Among the most surprising elements of the Justice Department’s investigation into the Jan. 6 attack came to public light last August. Republican Rep. Scott Perry of Pennsylvania, the chair of the right-wing House Freedom Caucus, announced that three FBI agents approached him while he was traveling with his family, and one agent “seized” his cell phone.
As we discussed at the time, it’s not at all common for federal lawmakers to approach a sitting member of Congress as part of an apparent law enforcement operation. It’s even less common for the FBI to take a lawmaker’s phone.
In the six months that followed, the GOP congressman waged a lengthy fight to prevent law enforcement officials from accessing and using the contents of cell phone. As Politico reported, Perry’s efforts haven’t gone especially well.
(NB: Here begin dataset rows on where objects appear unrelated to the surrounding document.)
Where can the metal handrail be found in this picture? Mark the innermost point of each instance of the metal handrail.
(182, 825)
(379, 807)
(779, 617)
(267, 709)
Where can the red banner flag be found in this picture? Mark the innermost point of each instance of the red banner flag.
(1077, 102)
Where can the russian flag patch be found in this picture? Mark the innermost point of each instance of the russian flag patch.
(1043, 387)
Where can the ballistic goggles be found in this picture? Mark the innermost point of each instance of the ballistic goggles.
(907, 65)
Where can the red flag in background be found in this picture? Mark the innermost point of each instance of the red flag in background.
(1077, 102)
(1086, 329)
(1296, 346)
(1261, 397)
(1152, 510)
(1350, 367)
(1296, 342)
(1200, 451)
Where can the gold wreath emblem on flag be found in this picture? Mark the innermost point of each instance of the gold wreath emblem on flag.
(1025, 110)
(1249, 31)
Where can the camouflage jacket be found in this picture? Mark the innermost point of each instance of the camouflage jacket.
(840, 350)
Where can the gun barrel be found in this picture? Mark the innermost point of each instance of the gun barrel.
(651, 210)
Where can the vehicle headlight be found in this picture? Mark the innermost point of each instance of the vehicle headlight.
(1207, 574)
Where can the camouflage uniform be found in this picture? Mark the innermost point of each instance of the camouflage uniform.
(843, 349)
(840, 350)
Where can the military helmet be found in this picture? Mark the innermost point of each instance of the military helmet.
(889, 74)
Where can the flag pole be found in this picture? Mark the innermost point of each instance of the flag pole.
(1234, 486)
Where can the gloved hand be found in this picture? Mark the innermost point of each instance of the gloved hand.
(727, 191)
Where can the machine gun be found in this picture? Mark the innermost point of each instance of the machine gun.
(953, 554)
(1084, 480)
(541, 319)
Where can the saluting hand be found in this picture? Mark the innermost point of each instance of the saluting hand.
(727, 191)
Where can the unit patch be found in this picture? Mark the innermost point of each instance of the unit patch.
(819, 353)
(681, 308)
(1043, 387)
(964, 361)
The chief judge of the federal district court in Washington, D.C., secretly rejected Rep. Scott Perry’s bid to shield more than 2,000 messages relevant to Justice Department investigators probing efforts by Donald Trump to subvert the 2020 election, according to newly unsealed court filings. U.S. District Court Chief Judge Beryl Howell unsealed her extraordinary Dec. 28 decision on Friday evening, determining that the “powerful public interest” in seeing the previously secret opinion outweighed the need for continued secrecy.
At issue are 2,219 documents, which the Republican hoped to keep from investigators, arguing that they were shielded as part of the Constitution’s “speech or debate” clause (which keeps coming up in a variety of contexts), including his private interactions with the White House.
The judge in the case didn’t buy it: Howell allowed Perry to withhold 161 of the items, but she also ordered him to disclose the rest to the Justice Department, including his 960 interactions with the Trump administration, concluding that his lawyers’ “astonishing“ argument would elevate members of Congress above the law.